Whistler in Watercolor
The Freer Gallery of Art is home to the world’s largest collection of James McNeill Whistler’s watercolors. Originally acquired by museum founder Charles Lang Freer (1854–1919), the collection comprises more than fifty seascapes, figures, interiors, and nocturnes.
This online catalogue introduces visitors to the artist’s vast creative output in watercolor and provides access to rarely seen works that have never left the confines of the Freer Gallery. It incorporates collaborative research by our museum’s curatorial, conservation, and scientific staff to illuminate the artist’s techniques and materials.
The Whistler in Watercolor online scholarly catalogue invites visitors to explore the collection with state-of-the-art technical imaging and archival documents, map the location where each artwork was created, and more. Each object in the online catalogue is accompanied by tabs detailing extensive curatorial information, including the work’s provenance and exhibition history, technical analysis of the pigments and papers, and scientific imaging using ultraviolet, infrared, and x-ray.
For James McNeill Whistler (1834–1903), watercolor was the medium through which he reinvented himself in the 1880s and painted his way into posterity. Although he used watercolor for preparatory studies in his early years, he only embraced the medium in earnest in the period that followed the scandals occasioned by a public falling-out over the Peacock Room with his patron, Frederick Leyland, and a financially disastrous libel suit against Victorian art critic John Ruskin.

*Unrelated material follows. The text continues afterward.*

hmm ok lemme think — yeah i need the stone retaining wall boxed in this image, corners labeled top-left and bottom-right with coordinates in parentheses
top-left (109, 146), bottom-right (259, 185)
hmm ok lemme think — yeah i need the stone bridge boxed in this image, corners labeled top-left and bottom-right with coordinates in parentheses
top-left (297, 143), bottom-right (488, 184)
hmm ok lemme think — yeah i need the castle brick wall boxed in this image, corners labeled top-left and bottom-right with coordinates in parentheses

Beginning in 1881, Whistler abandoned large-scale pictures in favor of diminutive, quickly executed “notes” and “arrangements.” “I have done delightful things,” he confided to a fellow artist, “and have a wonderful game to play.” Whistler’s “game” had a dual purpose: to refer to both his latest work and his plans for selling it.
Whistler made arrangements with the Dowdeswell Gallery to exhibit his new work in the spring of 1884. Presented as “Notes”—“Harmonies”—“Nocturnes,” the exhibition was the first in a series of shows that Whistler orchestrated over the next five years to highlight his small works, develop his presence in the British and American art markets, and lay a foundation for his legacy.